Of course, this 10,064 bits ratio is far, far above the range where one might actually consider the competing model to be tenable. See, for example, the Bayes factor Wikipedia page (Link), showing that a Bayes factor of 3.3 bits provides “substantial” evidence for a model, 5.0 bits provides “strong” evidence, and 6.6 bits provides “decisive” evidence. If a ratio of 6.6 bits is considered to provide “decisive” evidence, consider again the decisiveness of the dependency graph model case as compared to comment descent model – with a ratio of 10,064 bits.
But this is the best case scenario for the common descent model. According to Ewert, the Bayes factor of 10,064 bits for the HomoloGene data set was the lowest ratio by a long shot. For the other eight data sets presented in the paper, the Bayes factors ranged from 40,967 to 515,450!
According to Dr. Cornelius Hunter (a graduate of the University of Illinois with a Ph.D. in Biophysics and Computational Biology, an Adjunct Professor at Biola University):
Ewert’s results are a Copernican Revolution moment. First, for the sample computer software data, not surprisingly the null model performed poorly. Computer software is highly organized, and there are relationships between different computer programs, and how they draw from foundational software libraries. But comparing the common descent and dependency graph models, the latter performs far better at modeling the software “species.” In other words, the design and development of computer software is far better described and modeled by a dependency graph than by a common descent tree…
What Ewert has shown is that, as with computer applications which inherit software from a diverse range of lower-level modules, and those lower-level modules likewise feed into a diverse range of applications, biology’s genomes likewise reveal such patterns.
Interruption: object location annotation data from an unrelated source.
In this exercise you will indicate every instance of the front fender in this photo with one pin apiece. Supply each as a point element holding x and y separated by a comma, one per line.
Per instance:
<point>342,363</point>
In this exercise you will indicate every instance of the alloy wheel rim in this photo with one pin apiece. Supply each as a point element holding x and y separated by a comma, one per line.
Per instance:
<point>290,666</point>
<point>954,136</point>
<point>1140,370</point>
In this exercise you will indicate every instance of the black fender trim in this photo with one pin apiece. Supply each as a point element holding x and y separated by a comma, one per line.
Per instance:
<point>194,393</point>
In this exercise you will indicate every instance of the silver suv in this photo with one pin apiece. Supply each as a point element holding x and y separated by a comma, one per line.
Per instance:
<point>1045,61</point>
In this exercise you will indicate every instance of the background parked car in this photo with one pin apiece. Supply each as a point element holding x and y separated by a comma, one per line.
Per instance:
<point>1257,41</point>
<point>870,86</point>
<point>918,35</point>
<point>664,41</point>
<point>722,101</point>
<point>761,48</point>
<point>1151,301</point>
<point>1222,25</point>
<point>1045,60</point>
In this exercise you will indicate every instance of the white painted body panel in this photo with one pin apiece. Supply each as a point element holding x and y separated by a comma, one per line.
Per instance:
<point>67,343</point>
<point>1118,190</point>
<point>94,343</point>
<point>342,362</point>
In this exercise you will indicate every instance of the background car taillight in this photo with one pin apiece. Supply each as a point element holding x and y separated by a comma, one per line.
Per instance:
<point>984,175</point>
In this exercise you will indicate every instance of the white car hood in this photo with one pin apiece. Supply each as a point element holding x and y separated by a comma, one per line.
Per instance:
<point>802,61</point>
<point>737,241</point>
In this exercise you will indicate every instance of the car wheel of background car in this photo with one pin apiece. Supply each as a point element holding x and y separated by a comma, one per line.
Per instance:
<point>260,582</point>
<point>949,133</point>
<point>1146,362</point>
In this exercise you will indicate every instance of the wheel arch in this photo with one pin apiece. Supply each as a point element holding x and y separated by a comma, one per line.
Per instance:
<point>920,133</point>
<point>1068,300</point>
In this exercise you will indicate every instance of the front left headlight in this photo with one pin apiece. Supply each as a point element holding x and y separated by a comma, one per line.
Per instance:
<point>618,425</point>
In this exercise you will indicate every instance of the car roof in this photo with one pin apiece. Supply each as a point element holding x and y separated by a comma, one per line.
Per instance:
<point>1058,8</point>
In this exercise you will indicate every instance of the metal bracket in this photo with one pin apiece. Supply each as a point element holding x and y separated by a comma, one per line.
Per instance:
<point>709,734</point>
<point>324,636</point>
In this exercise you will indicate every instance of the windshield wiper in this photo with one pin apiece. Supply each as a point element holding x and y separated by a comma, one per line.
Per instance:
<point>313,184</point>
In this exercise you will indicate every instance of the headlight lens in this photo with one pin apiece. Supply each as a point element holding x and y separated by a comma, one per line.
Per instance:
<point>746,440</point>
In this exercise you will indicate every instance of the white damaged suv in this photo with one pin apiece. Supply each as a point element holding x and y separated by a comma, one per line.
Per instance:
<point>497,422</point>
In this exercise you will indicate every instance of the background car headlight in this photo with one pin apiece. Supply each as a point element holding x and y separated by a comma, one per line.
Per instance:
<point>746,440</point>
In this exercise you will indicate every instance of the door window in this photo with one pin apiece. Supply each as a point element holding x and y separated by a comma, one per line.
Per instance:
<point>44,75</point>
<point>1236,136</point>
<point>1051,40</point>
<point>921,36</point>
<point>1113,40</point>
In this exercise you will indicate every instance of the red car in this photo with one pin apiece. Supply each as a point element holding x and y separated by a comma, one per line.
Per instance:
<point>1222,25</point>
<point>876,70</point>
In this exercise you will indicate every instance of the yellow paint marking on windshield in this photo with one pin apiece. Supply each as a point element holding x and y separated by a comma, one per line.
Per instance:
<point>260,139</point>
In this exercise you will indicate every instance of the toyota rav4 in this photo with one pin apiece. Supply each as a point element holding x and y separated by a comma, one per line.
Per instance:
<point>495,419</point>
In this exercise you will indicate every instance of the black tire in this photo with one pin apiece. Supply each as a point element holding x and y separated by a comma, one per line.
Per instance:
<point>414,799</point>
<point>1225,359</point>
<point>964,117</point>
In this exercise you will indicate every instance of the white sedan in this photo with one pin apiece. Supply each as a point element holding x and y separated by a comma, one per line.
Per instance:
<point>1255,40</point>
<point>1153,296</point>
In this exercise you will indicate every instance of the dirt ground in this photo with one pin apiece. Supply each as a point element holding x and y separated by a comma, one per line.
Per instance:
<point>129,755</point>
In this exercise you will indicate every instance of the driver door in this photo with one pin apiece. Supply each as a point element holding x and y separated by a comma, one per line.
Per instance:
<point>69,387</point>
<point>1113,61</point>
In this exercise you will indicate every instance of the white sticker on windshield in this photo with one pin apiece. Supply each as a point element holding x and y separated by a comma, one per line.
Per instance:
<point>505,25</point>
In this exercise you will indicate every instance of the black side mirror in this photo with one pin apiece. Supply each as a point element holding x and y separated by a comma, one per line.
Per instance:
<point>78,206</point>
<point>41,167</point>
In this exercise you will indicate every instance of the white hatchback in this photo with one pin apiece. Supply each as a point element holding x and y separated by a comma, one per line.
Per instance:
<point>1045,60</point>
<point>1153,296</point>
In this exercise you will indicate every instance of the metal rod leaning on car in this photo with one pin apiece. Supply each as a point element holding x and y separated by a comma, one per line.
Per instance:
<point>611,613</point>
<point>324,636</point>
Genomes may inherit molecular sequence information from a wide range of genetic modules, and genetic modules may feed into a diverse range of genomes.
What about Ewert? What are his own conclusions in his paper?
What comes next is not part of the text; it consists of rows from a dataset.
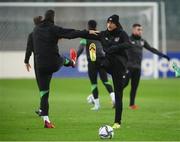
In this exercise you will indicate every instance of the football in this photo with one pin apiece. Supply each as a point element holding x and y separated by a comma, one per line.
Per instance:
<point>90,99</point>
<point>106,132</point>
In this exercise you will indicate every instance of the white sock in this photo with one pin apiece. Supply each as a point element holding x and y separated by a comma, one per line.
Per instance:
<point>46,118</point>
<point>112,95</point>
<point>96,103</point>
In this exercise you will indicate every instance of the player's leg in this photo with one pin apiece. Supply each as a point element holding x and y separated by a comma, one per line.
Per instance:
<point>92,72</point>
<point>107,84</point>
<point>135,77</point>
<point>44,79</point>
<point>126,78</point>
<point>118,89</point>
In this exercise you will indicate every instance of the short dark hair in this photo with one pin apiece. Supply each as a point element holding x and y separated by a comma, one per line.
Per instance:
<point>136,25</point>
<point>49,15</point>
<point>92,24</point>
<point>37,20</point>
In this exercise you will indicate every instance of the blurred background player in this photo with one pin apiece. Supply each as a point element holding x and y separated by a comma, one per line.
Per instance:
<point>134,61</point>
<point>95,53</point>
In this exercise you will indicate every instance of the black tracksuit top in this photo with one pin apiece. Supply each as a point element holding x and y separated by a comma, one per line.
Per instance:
<point>114,44</point>
<point>45,40</point>
<point>135,54</point>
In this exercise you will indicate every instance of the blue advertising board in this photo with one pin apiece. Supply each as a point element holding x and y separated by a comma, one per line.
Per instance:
<point>164,67</point>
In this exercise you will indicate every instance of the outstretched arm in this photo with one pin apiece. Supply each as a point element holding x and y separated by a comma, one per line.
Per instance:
<point>71,33</point>
<point>82,45</point>
<point>155,51</point>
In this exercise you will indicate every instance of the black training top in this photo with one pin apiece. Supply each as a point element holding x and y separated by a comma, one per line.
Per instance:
<point>135,53</point>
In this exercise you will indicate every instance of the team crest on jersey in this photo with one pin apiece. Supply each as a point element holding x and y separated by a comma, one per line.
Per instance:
<point>106,38</point>
<point>142,43</point>
<point>116,39</point>
<point>133,42</point>
<point>92,52</point>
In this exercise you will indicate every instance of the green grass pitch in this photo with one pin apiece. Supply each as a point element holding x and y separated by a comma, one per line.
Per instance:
<point>157,119</point>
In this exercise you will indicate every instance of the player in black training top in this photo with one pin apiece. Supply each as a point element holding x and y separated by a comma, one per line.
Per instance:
<point>135,58</point>
<point>115,43</point>
<point>95,53</point>
<point>47,59</point>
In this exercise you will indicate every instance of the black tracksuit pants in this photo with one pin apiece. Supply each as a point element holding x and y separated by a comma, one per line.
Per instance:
<point>93,69</point>
<point>43,78</point>
<point>117,71</point>
<point>134,74</point>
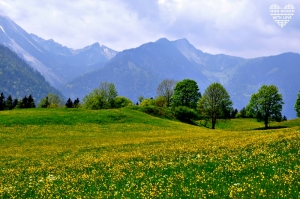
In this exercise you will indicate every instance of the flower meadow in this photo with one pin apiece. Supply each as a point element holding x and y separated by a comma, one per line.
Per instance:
<point>123,153</point>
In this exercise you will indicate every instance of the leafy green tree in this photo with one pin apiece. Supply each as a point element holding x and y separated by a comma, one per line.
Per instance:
<point>186,93</point>
<point>69,103</point>
<point>297,105</point>
<point>242,113</point>
<point>50,101</point>
<point>214,103</point>
<point>76,103</point>
<point>266,104</point>
<point>9,103</point>
<point>30,102</point>
<point>166,89</point>
<point>141,98</point>
<point>234,113</point>
<point>2,102</point>
<point>185,114</point>
<point>147,102</point>
<point>121,101</point>
<point>161,101</point>
<point>101,98</point>
<point>15,103</point>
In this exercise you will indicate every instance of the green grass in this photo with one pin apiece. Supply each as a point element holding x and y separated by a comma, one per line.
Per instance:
<point>124,153</point>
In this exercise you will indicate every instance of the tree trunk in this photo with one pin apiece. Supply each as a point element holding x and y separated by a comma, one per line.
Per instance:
<point>266,122</point>
<point>213,123</point>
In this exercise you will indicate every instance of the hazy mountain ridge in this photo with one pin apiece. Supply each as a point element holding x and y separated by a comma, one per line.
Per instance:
<point>57,63</point>
<point>138,71</point>
<point>18,79</point>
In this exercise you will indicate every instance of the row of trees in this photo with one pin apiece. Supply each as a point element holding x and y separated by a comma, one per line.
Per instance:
<point>9,103</point>
<point>265,105</point>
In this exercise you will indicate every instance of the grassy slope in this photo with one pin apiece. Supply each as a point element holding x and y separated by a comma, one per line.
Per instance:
<point>124,153</point>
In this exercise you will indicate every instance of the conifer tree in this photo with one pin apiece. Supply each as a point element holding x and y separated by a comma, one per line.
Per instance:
<point>69,103</point>
<point>30,101</point>
<point>8,103</point>
<point>15,103</point>
<point>76,103</point>
<point>2,101</point>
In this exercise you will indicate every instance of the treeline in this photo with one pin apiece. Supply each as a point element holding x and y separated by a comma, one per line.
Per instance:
<point>182,100</point>
<point>9,103</point>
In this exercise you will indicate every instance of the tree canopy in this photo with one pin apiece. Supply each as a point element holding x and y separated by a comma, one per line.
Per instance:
<point>266,104</point>
<point>186,93</point>
<point>297,105</point>
<point>166,90</point>
<point>101,98</point>
<point>215,103</point>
If the hypothesis of common descent can explain a hierarchy, lack of a hierarchy, and the appearance of a dependency graph, what sort of predictive power can the hypothesis possibly hold? It is not enough to merely explain the features of the data, rather they must be explained within the context of a testable
hypothesis. Critiquing those rejecting common descent, White et al wrote
“It is essential that any person who does not accept the continuity of evolution puts forward alternative testable models.”
This paper has answered the challenge, and paraphrasing their sentiment, it is essential that any person who does not accept the dependency graph puts forward alternative testable models. This means that it is not enough to simply postulate mechanisms to explain deviations from a hierarchy; one must postulate a hypothesis with predictions about the data…
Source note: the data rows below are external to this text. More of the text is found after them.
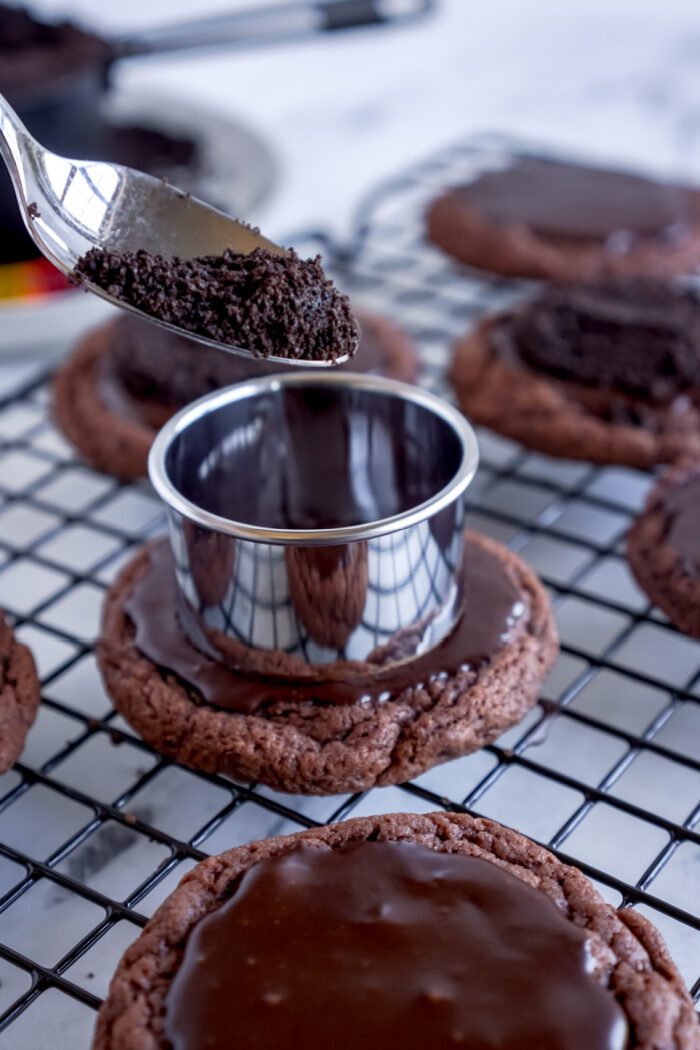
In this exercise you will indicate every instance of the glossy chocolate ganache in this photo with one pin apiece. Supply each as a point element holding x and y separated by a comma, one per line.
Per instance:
<point>270,303</point>
<point>380,945</point>
<point>575,202</point>
<point>492,606</point>
<point>633,341</point>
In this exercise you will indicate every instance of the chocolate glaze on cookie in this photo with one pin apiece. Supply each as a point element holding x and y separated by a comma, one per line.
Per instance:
<point>682,506</point>
<point>270,303</point>
<point>388,944</point>
<point>637,338</point>
<point>575,201</point>
<point>492,606</point>
<point>606,372</point>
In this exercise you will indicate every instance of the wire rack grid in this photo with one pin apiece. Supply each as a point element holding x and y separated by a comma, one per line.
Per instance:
<point>96,827</point>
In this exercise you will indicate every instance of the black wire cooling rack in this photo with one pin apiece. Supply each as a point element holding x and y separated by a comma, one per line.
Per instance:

Our key contribution is describing a proposed pattern of life expected under common design.
Common design is not restricted to finding anomalies which are difficult for common descent to explain. Many of these anomalies now fit into the overall pattern of life expected under the dependency graph. Researchers can work to understand these modules and the dependency links between them.
Our hope is that this research is a large step forward in developing common design not as a critique of common descent, but as a research program which produces testable models and increases our understanding of the biological world.